10.5 C
Niagara Falls
Thursday, April 18, 2024
NOTL takes home six Niagara Biennial Design Awards

Niagara-on-the-Lake’s many exuberant design efforts haven’t gone unnoticed as local groups took home recognition for the Niagara Biennial Design Awards this year; NOTL teams brought home six of the 18 awards.

One small neighbourhood initiative in The Village last December was recognized with the Award of Excellence in the Urban Design-Urban Interventions Category. Project owner Dale Des Islets said it was nice for the community to be recognized for its contribution to the neighbourhood.

“I think it’s kind of cool that a neighbourhood initiative could get recognition for something like this,” he said.

The Dec. 23, 2019 Lumieres candle lighting along the neighbourhood parks in the small community off Niagara Stone Road was an “elegantly simple gesture of paper luminaries and light installations (which) brought the community and visitors together for the one night event,” the awards team said in its recognition video.
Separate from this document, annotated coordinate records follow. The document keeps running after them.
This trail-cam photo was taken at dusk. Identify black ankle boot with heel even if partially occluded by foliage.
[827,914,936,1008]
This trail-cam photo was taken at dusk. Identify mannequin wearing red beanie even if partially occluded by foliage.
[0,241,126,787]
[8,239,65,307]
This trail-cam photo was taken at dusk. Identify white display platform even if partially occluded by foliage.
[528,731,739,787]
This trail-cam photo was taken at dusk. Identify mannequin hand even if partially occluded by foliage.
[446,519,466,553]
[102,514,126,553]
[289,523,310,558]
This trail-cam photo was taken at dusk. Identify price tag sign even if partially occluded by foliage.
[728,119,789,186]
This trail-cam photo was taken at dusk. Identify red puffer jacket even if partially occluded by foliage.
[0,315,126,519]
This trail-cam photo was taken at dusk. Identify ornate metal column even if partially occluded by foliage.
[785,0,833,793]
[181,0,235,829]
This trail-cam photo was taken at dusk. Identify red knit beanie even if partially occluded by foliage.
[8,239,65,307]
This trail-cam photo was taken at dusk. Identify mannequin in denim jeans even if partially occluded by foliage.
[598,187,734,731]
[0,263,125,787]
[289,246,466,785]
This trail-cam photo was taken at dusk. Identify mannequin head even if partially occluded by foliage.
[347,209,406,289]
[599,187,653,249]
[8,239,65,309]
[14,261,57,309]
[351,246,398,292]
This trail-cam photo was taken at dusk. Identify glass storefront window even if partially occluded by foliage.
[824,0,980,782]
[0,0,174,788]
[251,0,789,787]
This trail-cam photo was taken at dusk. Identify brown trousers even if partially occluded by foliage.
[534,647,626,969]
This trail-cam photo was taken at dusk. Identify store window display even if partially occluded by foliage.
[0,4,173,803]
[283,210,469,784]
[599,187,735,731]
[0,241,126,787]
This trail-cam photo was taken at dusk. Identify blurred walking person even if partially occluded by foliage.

“It's great because we're sort of a small neighbourhood within the town, and we've been doing this Christmas light effort. It’s entirely on volunteers and neighbours who decided it would be a special, fun holiday thing for the last number of years,” Des Islets said.

“This idea of adding the, what we call the lumieres for the one night on December 23 came along a little bit later,” he said.

It takes a group of about 30 volunteers to put up the lights around the neighbourhood each year, and another 10 to 12 people who volunteer to help assemble the candles into buckets of sand in the paper bags and then distribute them around the neighbourhood, he said.

“I think people honestly look forward to in the neighborhood, and everybody thinks it makes the holiday season a little bit different, a little bit special, and especially special for our neighborhood in the residents. So it's very well received,” he said.

The category looked to small-scale, outdoor projects that are temporary in nature and are located on public or private land designed to improve an urban space or condition.

The other five NOTL winners were chosen because of their creative execution and developmental vision, the recognition video said.

The Glendale Niagara District Plan received an Award of Excellence in the Visionary Design category. The Heritage Reconstruction at 106 Queen St. won an Award of Excellence in the Architecture category. An Award of Excellence for Interior Design went to the Student Commons at Niagara College’s Daniel J. Patterson Campus in NOTL. And two Outstanding Achievement Awards for Commemorative Landscapes were awarded to the Landscape of Nations and the Voices of Freedom Park.

Winners were chosen by a panel of design professionals which included Amy Friend, Ken Greenberg, Linda Irvine, Gordon Stratford and Lois Weinthal.

This new bi-annual design awards program is an evolution from the previous Niagara Community Design Awards, which ran annually from 2005 to 2016. The new program celebrates the role of design toward the enhancement of unique and diverse environments in Niagara, the award page states. There were 68 submissions this year, 18 of which were named winners.